Sunday, March 15, 2020

OCPA column: Oklahomans deserve protection from scam medical bills



Oklahomans deserve protection from scam medical bills
By Jonathan Small

Because hospitals operate in a system with little pricing transparency, many patient bills are more fiction than fact, yet patients can face financial devastation if they don’t pony up.

At the same time, the cost of medical bills would have been much, much lower if the market allowed for competitive pricing through up-front information.

This happens nowhere else in American society. Can you imagine purchasing anything—from goods at Walmart or Amazon to a car or home—without advance knowledge of price while facing a legal obligation to pay whatever a provider demands? Of course not, yet that scenario plays out in health care every day—even though most health care procedures are neither new nor emergencies.

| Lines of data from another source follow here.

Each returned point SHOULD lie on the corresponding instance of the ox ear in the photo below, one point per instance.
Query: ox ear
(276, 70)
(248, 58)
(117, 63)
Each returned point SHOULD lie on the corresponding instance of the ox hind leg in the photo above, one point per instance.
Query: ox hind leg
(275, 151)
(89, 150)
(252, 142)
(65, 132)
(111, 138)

Oklahomans deserve protection from these exploitive practices, and it’s to their credit that some lawmakers have filed legislation this year to protect consumers from “surprise” medical bills.

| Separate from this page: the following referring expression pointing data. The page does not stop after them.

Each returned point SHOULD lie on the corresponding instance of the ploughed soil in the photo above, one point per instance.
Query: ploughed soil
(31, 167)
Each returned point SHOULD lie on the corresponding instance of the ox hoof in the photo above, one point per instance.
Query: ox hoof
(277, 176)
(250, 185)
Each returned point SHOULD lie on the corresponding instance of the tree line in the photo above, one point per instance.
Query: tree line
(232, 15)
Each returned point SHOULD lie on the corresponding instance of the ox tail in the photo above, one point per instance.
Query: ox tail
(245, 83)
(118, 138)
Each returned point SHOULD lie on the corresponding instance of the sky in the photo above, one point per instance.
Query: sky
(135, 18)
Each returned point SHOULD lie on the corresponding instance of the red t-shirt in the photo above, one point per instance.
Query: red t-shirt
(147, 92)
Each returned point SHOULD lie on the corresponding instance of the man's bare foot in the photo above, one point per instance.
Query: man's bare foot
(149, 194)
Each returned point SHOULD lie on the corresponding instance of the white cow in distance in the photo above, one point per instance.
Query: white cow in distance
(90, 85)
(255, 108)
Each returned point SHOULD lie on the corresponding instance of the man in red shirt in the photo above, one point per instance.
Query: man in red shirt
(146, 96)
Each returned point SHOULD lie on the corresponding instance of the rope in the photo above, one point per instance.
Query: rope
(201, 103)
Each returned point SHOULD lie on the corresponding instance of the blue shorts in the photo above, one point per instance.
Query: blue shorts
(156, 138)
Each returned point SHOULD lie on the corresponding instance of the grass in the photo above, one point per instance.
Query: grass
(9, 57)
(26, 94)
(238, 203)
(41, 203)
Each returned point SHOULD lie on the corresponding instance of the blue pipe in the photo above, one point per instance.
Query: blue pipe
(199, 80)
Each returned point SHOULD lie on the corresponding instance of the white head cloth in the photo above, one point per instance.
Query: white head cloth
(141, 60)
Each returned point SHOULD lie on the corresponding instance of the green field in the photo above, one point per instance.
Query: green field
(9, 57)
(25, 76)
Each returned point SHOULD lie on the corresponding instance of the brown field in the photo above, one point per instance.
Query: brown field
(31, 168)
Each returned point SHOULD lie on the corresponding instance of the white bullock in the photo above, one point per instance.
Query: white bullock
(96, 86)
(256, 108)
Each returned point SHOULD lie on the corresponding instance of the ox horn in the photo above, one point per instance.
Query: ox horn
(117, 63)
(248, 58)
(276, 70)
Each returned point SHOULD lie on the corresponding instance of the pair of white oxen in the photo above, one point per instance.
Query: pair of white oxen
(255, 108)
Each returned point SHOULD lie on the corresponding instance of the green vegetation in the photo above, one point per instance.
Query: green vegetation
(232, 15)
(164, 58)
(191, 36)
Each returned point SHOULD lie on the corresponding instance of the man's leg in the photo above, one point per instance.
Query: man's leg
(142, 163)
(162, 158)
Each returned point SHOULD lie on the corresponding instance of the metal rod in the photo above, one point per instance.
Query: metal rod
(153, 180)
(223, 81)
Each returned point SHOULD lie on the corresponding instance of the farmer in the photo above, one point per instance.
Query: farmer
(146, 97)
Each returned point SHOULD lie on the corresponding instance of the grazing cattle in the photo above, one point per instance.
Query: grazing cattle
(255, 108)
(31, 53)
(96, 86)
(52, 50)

The proposed law would prohibit medical providers from reporting a healthcare debt to a credit bureau or pursuing collection activities unless the patient “was presented with and agreed to the total cost of all healthcare services” prior to receiving services.

Prior authorization is crucial, because many hospitals do much to keep patients in the dark. Even at medical facilities listed as “in network” on an individual’s insurance policy, specific doctors at that same facility can be considered “out of network,” such as an anesthesiologist. That’s often done deliberately and allows issuance of wildly inflated bills to patients given no forewarning.

Hospitals respond by quibbling over the definition of “surprise medical bill.” But I have a news flash: Any bill where a consumer is not provided an advance cost estimate is a surprise bill.

Oklahoma Watch has reported that dozens of Oklahoma hospitals filed at least 22,250 lawsuits against former patients over unpaid medical bills in recent years. Many of those bills fall into the “surprise” category, and those being sued include people from all parts of society, including people with insurance and those on government-funded Medicaid.

Some hospital officials suggest inflated bills are caused by “uncompensated care.” Yet that category itself is rife with bogus figures, as can be seen by hospitals’ actual profit margin. Oklahoma Watch found the Saint Francis Health System accounted for 22 percent of all state hospital lawsuits against patients. But when the 1889 Institute reviewed hospitals’ publicly available reported financial data in 2017, it found Saint Francis enjoyed a 17.5-percent profit margin.

U.S. House Speaker Nancy Pelosi famously said Congress had to pass Obamacare so citizens could find out what’s in it. For too long, Oklahoma’s big-box hospitals have operated on the Pelosi principle when it comes to medical bills. Lawmakers should put an end to that.

Jonathan Small serves as president of the Oklahoma Council of Public Affairs.